7 thoughts on “When Being a Party Girl Stops Being Cute

    • Lacey

      I grew up in Waco. I want to say I had my first drink at 15 but for years before that I would be at places like George’s with my dad while he pounded a few big O’s. Then when I was 21 I was buying them myself. I will 9 months sober on the 27th I am 37. It does it stop being cute being The party girl. Just like everything else in life, after a while it loses it shine. But being sober, is the best feeling and it never gets old. For me anyway…

  1. Mark David Goodson

    What an incredible transformation. Tawny, you are so freakin brave. What you write and express can help so many people. Particularly I’m thinking young people who don’t know there is another way, a better way to live. I was a heavy young drinker too. Blackouts, and much of the same experience you described. I saw sex as a sporting event, not the world’s biggest act of intimacy. I could relate to so much you described in this post. I hope that many will read it and be as inspired as I was.

  2. brandonbenz

    Tawny, this post is valuable and vulnerable at the same time. Thank you for being so candid. Although we’re different genders I can definitely feel a strong connection to the party girl/boy lifestyle. At age 29 I was passed out on floors being laughed at. I was always too busy to do real stuff like school, save money, work on writing and art. Number 4, I thought sex = love is pretty spot on, I was really naive to the idea of the sex was just another way to get high and really be the party boy in the movies. Number 10 really interests me, when I first got sober I went through all my old social media photos, and I would say over 50% of them involved me with a drink in my hand or drunk at a bar. They also involved friends whom I don’t hangout with either.
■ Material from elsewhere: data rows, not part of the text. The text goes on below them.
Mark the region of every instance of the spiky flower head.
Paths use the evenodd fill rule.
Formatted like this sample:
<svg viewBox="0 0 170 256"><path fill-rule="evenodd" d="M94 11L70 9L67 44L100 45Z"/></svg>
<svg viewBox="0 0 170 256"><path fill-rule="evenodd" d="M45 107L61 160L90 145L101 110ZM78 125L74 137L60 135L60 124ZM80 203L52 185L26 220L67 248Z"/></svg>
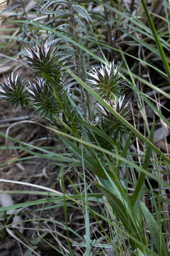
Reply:
<svg viewBox="0 0 170 256"><path fill-rule="evenodd" d="M57 56L57 47L52 44L42 43L28 47L25 55L28 65L33 68L35 75L48 82L58 84L61 78L61 65Z"/></svg>
<svg viewBox="0 0 170 256"><path fill-rule="evenodd" d="M125 120L130 119L130 109L129 102L124 104L125 95L120 97L118 100L115 97L114 101L108 100L108 104ZM120 120L118 120L106 108L98 103L98 112L101 117L100 126L102 129L116 142L120 142L127 132L128 129Z"/></svg>
<svg viewBox="0 0 170 256"><path fill-rule="evenodd" d="M26 81L21 78L22 73L16 75L16 70L6 79L4 77L0 82L0 97L11 103L15 107L23 107L28 104L28 93L26 90Z"/></svg>
<svg viewBox="0 0 170 256"><path fill-rule="evenodd" d="M26 90L30 96L32 107L40 115L52 119L53 115L60 112L52 90L44 80L38 79L35 82L29 81Z"/></svg>
<svg viewBox="0 0 170 256"><path fill-rule="evenodd" d="M88 74L93 78L88 81L94 85L94 90L103 99L108 100L114 99L115 96L119 96L123 86L120 84L123 80L118 73L120 66L115 66L114 61L106 65L101 64L100 69L93 68Z"/></svg>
One by one I deleted all of them, and may have offended some old friends but it was a great way for me to let go of that old person I was. Thank you for your words once again, I’m always excited to get an e-mail in my inbox that says you’ve posted a new entry.

  3. gena @ sober life victory

    Can relate to many of these. My hangovers were awful. Migraines, puking. I couldn’t move. The problem was I had two kids that needed me to move. I had all these rituals to prevent hangovers and would only drink “approved” wine. God bless the Husband for helping me out throughout the years.